30. Anayasa Mahkemesi, olayların başvurucu tarafından yapılan
hukuki nitelendirmesi ile bağlı olmayıp olay ve olguların hukuki tavsifini
kendisi takdir eder (Tahir Canan,
§ 16). Anayasa'nın 19. maddesinin sekizinci fıkrasında hürriyeti kısıtlanan
kişiler için güvence altına alınan bir yargı merciine etkili başvuru hakkı,
Anayasa’nın 40. maddesinin özel bir hâlini ifade ettiğinden 40. madde yönünden ayrıca
bir değerlendirme yapılmamıştır.
31. Anayasa Mahkemesi 6458 sayılı Kanun'un yürürlüğe girdiği
11/4/2014 tarihinden sonra idari gözetim altında bulundurulan yabancıların
gerek idari gözetim kararının idarece resen sonlandırılması gerekse tutulanların
sulh ceza hâkimliğine yaptıkları itiraz üzerine serbest bırakılmalarını
müteakiben Anayasa Mahkemesine yapılan başvurularda, Anayasa'nın 19. maddesine
ve 6458 sayılı Kanun'daki usule aykırı şekilde ülkeye girmek isteyen veya giren
ya da hakkında sınır dışı etme kararı verilen bir kişinin yakalanması veya
gözetim altına alınması uygulamasında tutma kararı verme işleminin koşulları,
süresi, sürenin uzatılması, ilgiliye bildirilmesi, idari gözetim kararına karşı
başvuru yolları gibi usul güvencelerine aykırılıktan dolayı bu başlık altında
yapılan şikâyetlerden ötürü ihlal kararları vermiştir (K.A., I.S. ve diğerleri).
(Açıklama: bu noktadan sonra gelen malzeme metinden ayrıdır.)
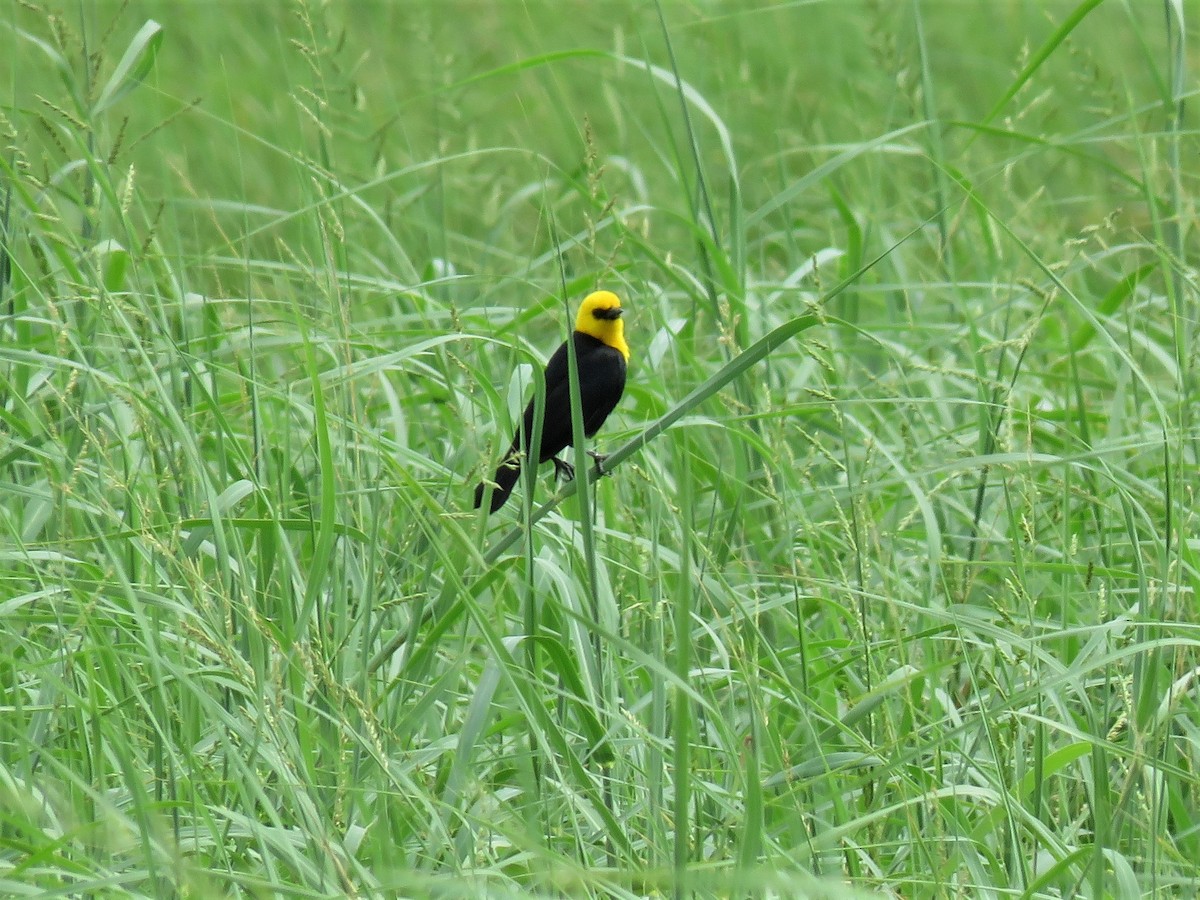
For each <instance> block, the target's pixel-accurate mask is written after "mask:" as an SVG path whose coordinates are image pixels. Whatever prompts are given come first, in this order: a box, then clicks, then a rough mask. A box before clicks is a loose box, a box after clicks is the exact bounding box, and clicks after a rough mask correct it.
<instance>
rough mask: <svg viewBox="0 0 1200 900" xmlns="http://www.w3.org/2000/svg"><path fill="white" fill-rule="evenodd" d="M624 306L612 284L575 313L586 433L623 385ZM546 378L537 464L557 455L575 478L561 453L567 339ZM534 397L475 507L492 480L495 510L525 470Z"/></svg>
mask: <svg viewBox="0 0 1200 900" xmlns="http://www.w3.org/2000/svg"><path fill="white" fill-rule="evenodd" d="M624 312H625V311H624V310H622V308H620V298H619V296H617V295H616V294H613V293H612V292H611V290H596V292H594V293H592V294H588V295H587V296H586V298H584V299H583V302H582V304H580V312H578V314H577V316H576V317H575V331H574V332H572V334H571V337H570V341H571V342H572V343H574V344H575V359H576V364H577V368H578V372H580V409H581V412H582V414H583V433H584V434H587V436H588V437H589V438H590V437H592V436H593V434H595V433H596V431H599V430H600V426H601V425H604V421H605V419H607V418H608V414H610V413H611V412H612V410H613V409H614V408H616V406H617V402H618V401H619V400H620V395H622V394H624V391H625V368H626V366H628V364H629V344H628V343H625V323H624V322H622V318H620V317H622V316H623V314H624ZM545 384H546V400H545V406H544V412H542V424H541V442H540V444H539V446H538V455H536V460H538V463H539V464H540V463H544V462H547V461H550V460H553V461H554V469H556V472H557V473H559V474H563V475H565V476H566V478H572V476H574V475H575V468H574V467H572V466H570V464H569V463H568V462H565V461H563V460H559V458H558V454H560V452H562V451H563V450H565V449H566V446H568V445H570V444H571V439H572V433H571V388H570V376H569V372H568V349H566V341H564V342H563V344H562V347H559V348H558V349H557V350H554V355H553V356H551V358H550V362H547V364H546V373H545ZM535 403H536V396H534V398H533V400H530V401H529V406H527V407H526V412H524V421H523V425H522V426H521V427H518V428H517V433H516V434H514V436H512V443H511V444H510V445H509V449H508V451H506V452H505V454H504V461H503V462H502V463H500V466H499V468H497V469H496V475H494V476H493V478H492V481H491V482H488V481H481V482H480V484H479V486H478V487H476V488H475V509H479V508H480V506H481V505H482V504H484V498H485V496H486V494H487V487H488V485H491V486H492V502H491V506H490V509H488V511H490V512H496V510H498V509H499V508H500V506H503V505H504V503H505V500H508V499H509V494H511V493H512V488H514V486H515V485H516V482H517V479H518V478H520V476H521V462H522V460H523V458H524V457H526V456H528V455H529V454H528V452H527V451H528V449H529V448H528V444H529V439H530V438H532V437H533V416H534V406H535ZM598 458H602V457H598Z"/></svg>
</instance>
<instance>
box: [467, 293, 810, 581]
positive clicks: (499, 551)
mask: <svg viewBox="0 0 1200 900" xmlns="http://www.w3.org/2000/svg"><path fill="white" fill-rule="evenodd" d="M818 322H821V317H818V316H815V314H806V316H798V317H796V318H794V319H790V320H788V322H785V323H784V324H782V325H780V326H779V328H776V329H775V330H774V331H772V332H769V334H768V335H767V336H766V337H763V338H761V340H758V341H757V342H756V343H754V344H751V346H750V347H748V348H746V349H745V352H744V353H740V354H738V355H737V356H734V358H733V359H732V360H730V361H728V362H727V364H726V365H725V366H722V367H721V370H720V371H719V372H716V374H714V376H713V377H712V378H709V379H708V380H706V382H704V383H703V384H701V385H700V386H698V388H696V389H695V390H694V391H692V392H691V394H689V395H688V396H686V397H684V398H683V400H682V401H679V402H678V403H676V406H673V407H672V408H671V409H668V410H667V412H666V413H664V414H662V415H661V416H660V418H659V419H658V420H656V421H654V422H653V424H652V425H649V426H648V427H647V428H646V430H644V431H643V432H641V433H640V434H637V436H636V437H635V438H632V439H631V440H630V442H629V443H626V444H625V445H624V446H622V448H619V449H618V450H616V451H614V452H612V454H610V455H608V456H607V457H606V458H605V461H604V464H602V466H600V464H598V466H595V468H592V469H586V472H587V479H588V481H592V480H595V479H598V478H601V476H602V475H608V474H611V473H612V470H613V468H616V467H617V466H619V464H620V463H622V462H624V461H625V460H628V458H629V457H630V456H632V455H634V454H636V452H637V451H638V450H641V449H642V448H643V446H646V445H647V444H649V443H650V442H652V440H654V439H655V438H656V437H659V434H661V433H662V432H665V431H666V430H667V428H670V427H671V426H672V425H674V424H676V422H677V421H679V420H680V419H682V418H683V416H685V415H686V414H688V413H690V412H691V410H692V409H695V408H696V407H697V406H700V404H701V403H703V402H704V401H706V400H708V398H709V397H710V396H713V395H714V394H716V392H718V391H719V390H721V388H724V386H725V385H726V384H728V383H730V382H732V380H733V379H734V378H737V377H738V376H740V374H743V373H744V372H745V371H746V370H748V368H750V367H751V366H752V365H755V364H756V362H758V361H760V360H762V359H763V358H766V356H767V355H768V354H770V353H773V352H774V350H775V349H776V348H778V347H779V346H780V344H782V343H785V342H786V341H788V340H790V338H792V337H794V336H796V335H797V334H799V332H800V331H804V330H806V329H809V328H812V326H814V325H816V324H817V323H818ZM577 490H578V480H575V481H570V482H568V484H566V485H565V486H564V487H563V490H562V491H559V492H558V494H556V496H554V497H553V498H552V499H550V500H548V502H547V503H546V504H544V505H542V506H541V509H539V510H538V511H536V512H534V514H533V517H532V518H530V522H529V523H530V524H533V523H534V522H538V521H539V520H540V518H542V517H544V516H545V515H546V514H547V512H550V511H551V510H552V509H553V508H554V506H557V505H558V504H559V503H562V502H563V500H565V499H566V498H568V497H570V496H571V494H574V493H575V492H576V491H577ZM521 534H522V530H521V529H517V530H514V532H512V533H510V534H508V535H506V536H505V538H503V539H502V540H499V541H498V542H497V544H494V545H493V546H492V547H491V550H488V552H487V553H486V556H485V559H486V560H487V562H488V563H493V562H496V560H497V559H499V557H500V554H502V553H504V551H506V550H508V548H509V547H511V546H512V544H514V542H516V540H517V538H520V536H521Z"/></svg>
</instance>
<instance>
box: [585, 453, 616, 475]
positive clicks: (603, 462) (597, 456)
mask: <svg viewBox="0 0 1200 900" xmlns="http://www.w3.org/2000/svg"><path fill="white" fill-rule="evenodd" d="M588 456H590V457H592V458H593V460H595V461H596V472H599V473H600V474H601V475H611V474H612V473H611V472H606V470H605V468H604V462H605V460H607V458H608V454H598V452H596V451H595V450H588Z"/></svg>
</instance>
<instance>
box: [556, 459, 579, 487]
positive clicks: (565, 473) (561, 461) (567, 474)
mask: <svg viewBox="0 0 1200 900" xmlns="http://www.w3.org/2000/svg"><path fill="white" fill-rule="evenodd" d="M551 460H552V461H553V463H554V478H560V479H563V481H572V480H574V479H575V467H574V466H571V463H569V462H566V461H565V460H559V458H558V457H557V456H552V457H551Z"/></svg>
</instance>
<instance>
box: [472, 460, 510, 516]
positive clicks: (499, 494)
mask: <svg viewBox="0 0 1200 900" xmlns="http://www.w3.org/2000/svg"><path fill="white" fill-rule="evenodd" d="M518 478H521V455H520V454H517V452H510V455H509V457H508V458H506V460H505V461H504V462H502V463H500V467H499V468H498V469H497V470H496V475H494V476H493V478H492V481H494V482H496V487H493V488H492V508H491V509H490V510H488V512H496V510H498V509H499V508H500V506H503V505H504V503H505V500H508V499H509V494H510V493H512V488H514V487H515V486H516V484H517V479H518ZM486 491H487V482H486V481H481V482H480V484H479V486H478V487H476V488H475V509H479V508H480V506H481V505H482V504H484V493H486Z"/></svg>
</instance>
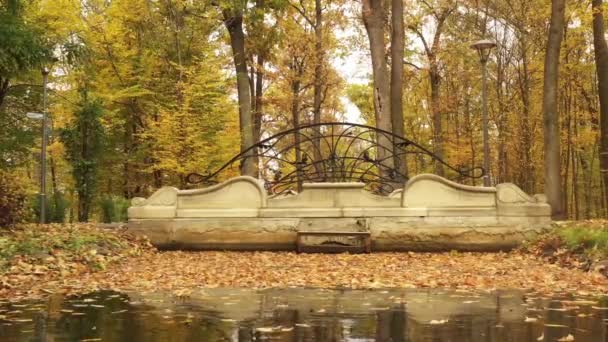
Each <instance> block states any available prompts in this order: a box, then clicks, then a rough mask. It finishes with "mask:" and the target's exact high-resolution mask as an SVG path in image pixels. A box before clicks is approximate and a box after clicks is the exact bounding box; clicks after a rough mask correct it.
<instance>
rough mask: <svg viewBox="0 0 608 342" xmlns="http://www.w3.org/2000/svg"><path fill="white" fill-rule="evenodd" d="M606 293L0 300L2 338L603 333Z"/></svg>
mask: <svg viewBox="0 0 608 342" xmlns="http://www.w3.org/2000/svg"><path fill="white" fill-rule="evenodd" d="M606 323H608V299H605V298H590V297H580V296H578V297H574V296H570V295H560V296H553V297H545V296H541V295H539V294H534V293H523V292H520V291H497V292H492V293H472V292H459V291H453V290H450V291H442V290H411V289H407V290H406V289H403V290H399V289H388V290H318V289H267V290H250V289H205V290H197V291H195V292H192V293H188V294H184V293H174V294H170V293H169V294H167V293H116V292H94V293H90V294H87V295H82V296H73V297H62V296H53V297H51V298H49V299H48V300H45V301H38V302H36V301H30V302H20V303H10V302H7V301H4V302H0V341H129V342H135V341H146V342H147V341H159V342H160V341H163V342H164V341H319V342H324V341H393V342H396V341H458V342H460V341H516V342H526V341H557V340H560V339H562V340H566V341H567V340H571V338H573V340H574V341H579V342H580V341H593V342H596V341H606V340H607V336H608V334H607V332H606Z"/></svg>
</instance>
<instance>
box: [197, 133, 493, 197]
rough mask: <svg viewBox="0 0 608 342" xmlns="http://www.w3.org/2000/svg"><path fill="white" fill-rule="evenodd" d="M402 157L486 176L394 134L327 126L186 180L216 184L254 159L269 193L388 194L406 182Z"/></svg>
mask: <svg viewBox="0 0 608 342" xmlns="http://www.w3.org/2000/svg"><path fill="white" fill-rule="evenodd" d="M406 155H415V157H416V158H420V160H421V161H423V162H424V158H425V157H428V158H430V159H431V161H432V160H434V161H435V162H438V163H441V164H443V165H444V166H445V167H447V169H448V170H450V171H451V172H452V174H453V175H455V176H456V177H465V178H481V177H483V176H484V174H485V171H484V169H483V168H481V167H474V168H456V167H453V166H451V165H449V164H448V163H446V162H445V161H444V160H443V159H441V158H440V157H438V156H437V155H436V154H434V153H433V152H431V151H429V150H428V149H427V148H425V147H423V146H421V145H419V144H417V143H416V142H414V141H412V140H409V139H407V138H404V137H400V136H397V135H394V134H393V133H392V132H388V131H385V130H382V129H378V128H376V127H371V126H366V125H361V124H354V123H342V122H329V123H320V124H310V125H303V126H300V127H296V128H292V129H288V130H286V131H282V132H280V133H277V134H275V135H273V136H271V137H268V138H265V139H263V140H262V141H260V142H259V143H257V144H255V145H253V146H250V147H249V148H247V149H245V150H244V151H241V153H239V154H237V155H236V156H234V157H233V158H232V159H230V160H229V161H228V162H226V164H224V165H223V166H221V167H220V168H219V169H217V170H216V171H214V172H212V173H210V174H207V175H201V174H198V173H191V174H189V175H188V176H187V177H186V180H187V181H188V182H189V183H191V184H199V183H203V184H215V183H218V182H219V178H220V176H221V174H222V173H224V172H228V170H230V169H233V174H235V173H237V172H235V171H236V170H234V169H235V168H236V169H238V168H239V166H240V164H241V163H242V162H244V161H245V160H247V159H248V158H254V160H256V161H257V164H258V167H259V170H260V175H261V176H262V178H263V179H264V181H265V187H266V189H267V190H268V192H269V193H270V194H282V193H285V192H287V191H290V190H296V191H299V190H301V187H302V184H303V183H312V182H363V183H365V184H366V187H367V189H368V190H370V191H372V192H374V193H378V194H388V193H390V192H392V191H393V190H395V189H396V188H401V187H402V186H403V184H404V182H405V181H406V180H407V179H408V178H409V177H408V174H407V173H406V172H405V168H404V165H405V164H404V163H405V158H406ZM396 164H397V166H395V165H396ZM427 165H430V163H428V164H427ZM448 177H450V175H448ZM450 178H451V177H450Z"/></svg>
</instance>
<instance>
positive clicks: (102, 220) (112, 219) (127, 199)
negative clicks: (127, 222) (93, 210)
mask: <svg viewBox="0 0 608 342" xmlns="http://www.w3.org/2000/svg"><path fill="white" fill-rule="evenodd" d="M129 205H130V203H129V200H128V199H126V198H123V197H120V196H114V195H110V196H104V197H102V198H101V200H100V201H99V207H100V209H101V221H102V222H104V223H112V222H125V221H127V209H128V208H129Z"/></svg>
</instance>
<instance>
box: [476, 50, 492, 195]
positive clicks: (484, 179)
mask: <svg viewBox="0 0 608 342" xmlns="http://www.w3.org/2000/svg"><path fill="white" fill-rule="evenodd" d="M494 47H496V43H494V42H493V41H491V40H489V39H482V40H479V41H476V42H475V43H473V44H471V48H473V49H475V50H477V53H478V54H479V61H480V62H481V71H482V76H481V77H482V81H481V82H482V90H481V107H482V112H483V113H482V125H483V170H484V175H483V186H490V145H489V134H488V81H487V78H488V69H487V63H488V58H489V57H490V50H491V49H492V48H494Z"/></svg>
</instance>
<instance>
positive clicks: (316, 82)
mask: <svg viewBox="0 0 608 342" xmlns="http://www.w3.org/2000/svg"><path fill="white" fill-rule="evenodd" d="M314 30H315V75H314V90H313V91H314V95H313V123H314V124H319V123H321V103H322V101H323V8H322V7H321V0H315V25H314ZM314 132H315V139H314V144H315V148H314V152H313V156H314V158H315V161H319V160H321V158H322V157H321V150H320V149H321V145H320V139H321V138H320V136H321V132H320V128H319V127H315V128H314ZM316 165H317V164H315V166H316ZM319 170H320V168H317V172H319Z"/></svg>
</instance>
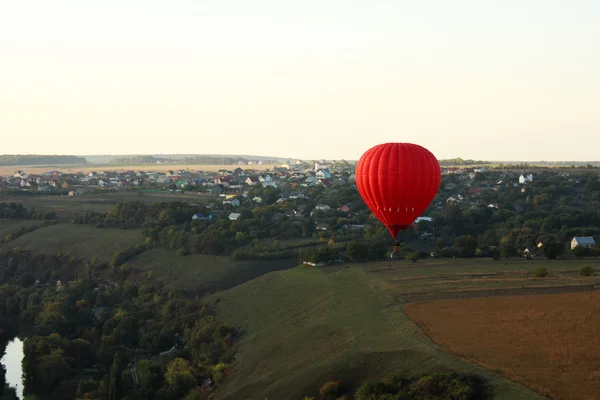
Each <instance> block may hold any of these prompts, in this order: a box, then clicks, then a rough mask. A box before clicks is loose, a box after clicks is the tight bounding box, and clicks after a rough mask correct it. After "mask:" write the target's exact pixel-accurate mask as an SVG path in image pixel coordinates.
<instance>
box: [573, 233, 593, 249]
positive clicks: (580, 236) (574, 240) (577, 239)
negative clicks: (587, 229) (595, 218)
mask: <svg viewBox="0 0 600 400" xmlns="http://www.w3.org/2000/svg"><path fill="white" fill-rule="evenodd" d="M594 246H596V240H594V238H593V237H591V236H575V237H574V238H573V240H571V250H573V249H574V248H575V247H585V248H593V247H594Z"/></svg>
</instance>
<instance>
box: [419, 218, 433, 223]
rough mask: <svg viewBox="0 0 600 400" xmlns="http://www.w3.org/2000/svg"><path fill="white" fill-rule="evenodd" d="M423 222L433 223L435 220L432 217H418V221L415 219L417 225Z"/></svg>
mask: <svg viewBox="0 0 600 400" xmlns="http://www.w3.org/2000/svg"><path fill="white" fill-rule="evenodd" d="M421 221H427V222H433V218H431V217H417V219H415V224H418V223H419V222H421Z"/></svg>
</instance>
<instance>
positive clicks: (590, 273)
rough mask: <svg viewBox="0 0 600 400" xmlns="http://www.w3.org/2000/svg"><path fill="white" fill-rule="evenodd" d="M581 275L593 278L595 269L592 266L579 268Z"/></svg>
mask: <svg viewBox="0 0 600 400" xmlns="http://www.w3.org/2000/svg"><path fill="white" fill-rule="evenodd" d="M579 275H581V276H592V275H594V268H592V266H591V265H586V266H585V267H581V268H579Z"/></svg>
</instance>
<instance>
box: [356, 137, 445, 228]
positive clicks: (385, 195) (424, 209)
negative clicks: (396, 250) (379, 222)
mask: <svg viewBox="0 0 600 400" xmlns="http://www.w3.org/2000/svg"><path fill="white" fill-rule="evenodd" d="M355 175H356V186H357V187H358V191H359V193H360V195H361V197H362V198H363V200H364V201H365V203H366V205H367V206H368V207H369V208H370V209H371V211H372V212H373V214H374V215H375V216H376V217H377V219H379V221H381V223H382V224H383V225H385V227H386V228H387V229H388V230H389V232H390V234H391V235H392V236H393V238H394V239H396V237H397V236H398V232H400V231H401V230H403V229H406V228H407V227H408V226H409V225H411V224H412V223H413V222H414V221H415V220H416V219H417V218H418V217H419V216H421V214H422V213H423V212H424V211H425V210H426V209H427V207H429V204H431V201H432V200H433V198H434V197H435V194H436V193H437V191H438V189H439V187H440V179H441V173H440V164H439V162H438V160H437V159H436V158H435V156H434V155H433V154H432V153H431V152H430V151H429V150H427V149H426V148H424V147H422V146H419V145H416V144H412V143H384V144H380V145H377V146H374V147H372V148H370V149H369V150H367V151H366V152H365V153H364V154H363V155H362V157H361V158H360V160H359V161H358V164H357V165H356V173H355Z"/></svg>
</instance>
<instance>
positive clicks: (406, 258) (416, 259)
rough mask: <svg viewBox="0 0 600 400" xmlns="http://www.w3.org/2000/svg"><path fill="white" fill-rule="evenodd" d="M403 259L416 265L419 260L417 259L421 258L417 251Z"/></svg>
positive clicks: (410, 253) (414, 251) (405, 257)
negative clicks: (415, 263)
mask: <svg viewBox="0 0 600 400" xmlns="http://www.w3.org/2000/svg"><path fill="white" fill-rule="evenodd" d="M405 258H406V259H407V260H410V261H412V262H413V263H416V262H417V261H418V260H419V258H421V253H420V252H418V251H413V252H410V253H408V254H407V255H406V256H405Z"/></svg>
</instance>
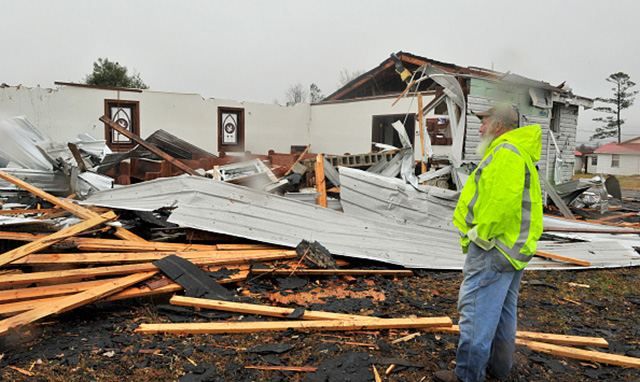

32. Ancak Anayasa Mahkemesi idari gözetim altına alınan
yabancıların kişi hürriyeti ve güvenliği hakkını ilgilendiren ihlal
iddialarında B.T. başvurusuyla
içtihat değişikliğine gitmiştir. Anılan başvuruda Anayasa Mahkemesi 2577 sayılı
Kanun'un 2. maddesinin, idari işlem veya eylem türleri yönünden herhangi bir
ayrım yapılmadığından idari fonksiyona giren her türlü işlem veya eylem
sebebiyle oluşan zararın tazmininin bu kurala dayanılarak açılacak tam yargı
davasıyla istenebilmesi için yeterli bir yasal zemin oluşturduğunu, sırf -bilgi
eksikliği nedeniyle- fiiliyatta bu yolun işletilmemesinin etkisiz olduğu
biçiminde yorumlanamayacağını, hukuka aykırı biçimde tutulan yabancılar
yönünden tam yargı davasının etkili bir hukuk mekanizması olduğunu belirtmiştir
(B.T., §§ 52, 54).
33. Fakat kararda Anayasa Mahkemesi, 6458 sayılı Kanun'un 57.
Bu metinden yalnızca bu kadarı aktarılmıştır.